La maman d’Amanil a voulu éviter à son fils de connaître la précarité de la rue. C’est pourquoi elle s’opposait à son renvoi à Athènes. La Suisse a en effet refusé d’entrer en matière sur sa demande, au prétexte qu’elle avait le statut de réfugiée en Grèce – les persécutions subies en Érythrée ont en effet été reconnues et la Grèce a admis qu’elle ne pouvait pas rentrer dans son pays d’origine.
Le HCR, Amnesty International, Human Rights Watch et MSF dénoncent régulièrement la situation des réfugié∙e∙s en Grèce. Les services d’aide aux réfugiés étant extrêmement précaires en Grèce, la plupart des réfugié∙e∙s n’ont ni logement ni travail et vivent dans la rue.
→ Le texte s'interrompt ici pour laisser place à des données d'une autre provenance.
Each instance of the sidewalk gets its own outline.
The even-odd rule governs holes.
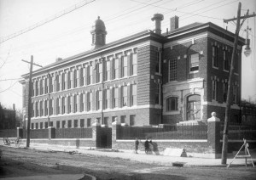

C’est le cas non seulement des demandeurs d’asile, mais aussi des personnes qui ont obtenu la reconnaissance de leur statut de réfugié.
Amanil ne connait ni l’Érythrée ni la Grèce. Il ne connait pas non plus son papa, dont la trace s’est perdue en Grèce. Il ne connait que le foyer EVAM d’Ecublens. Mais aujourd’hui, ce matin à 4h, il a été réveillé par une dizaine de policiers ; il a vu sa maman pleurer et il a été obligé de partir avec elle.
À l’heure actuelle, nous sommes sans nouvelle d’Amanil et de sa maman, qui doivent pourtant être arrivés à Athènes. Nous exigeons de savoir où est la famille, quelle a été leur prise en charge à leur arrivée, et s’il est garanti qu’Amanil et sa maman auront un toit pour vivre et une aide sur le long terme en Grèce. Nous avons malheureusement de bonnes raisons d’en douter.
Mais aussi nous voulons savoir pourquoi les autorités vaudoises s’acharnent ainsi sur les plus faibles, renvoient des familles, des petits enfants ; comment est-il possible de ne pas comprendre qu’une jeune mère souhaite à son bébé de ne pas grandir dans la rue ? comment est-il possible de parler d’un renvoi « sans contrainte » (communication du spop), lorsqu’il y a  une dizaine de policiers pour embarquer une jeune femme, des cris, des larmes, et ceci devant témoins ? Les autorités vaudoises ont apparemment perdu tout sens des notions de bienveillance, d’accueil, comme de violence et de contrainte. Ont-elles aussi perdu tout sens des responsabilités qu’elles renvoient ainsi une maman et son fils de 20 mois dans les rues athéniennes ?
Nous exigeons des réponses et l’arrêt de tous les renvois mettant en cause des enfants. 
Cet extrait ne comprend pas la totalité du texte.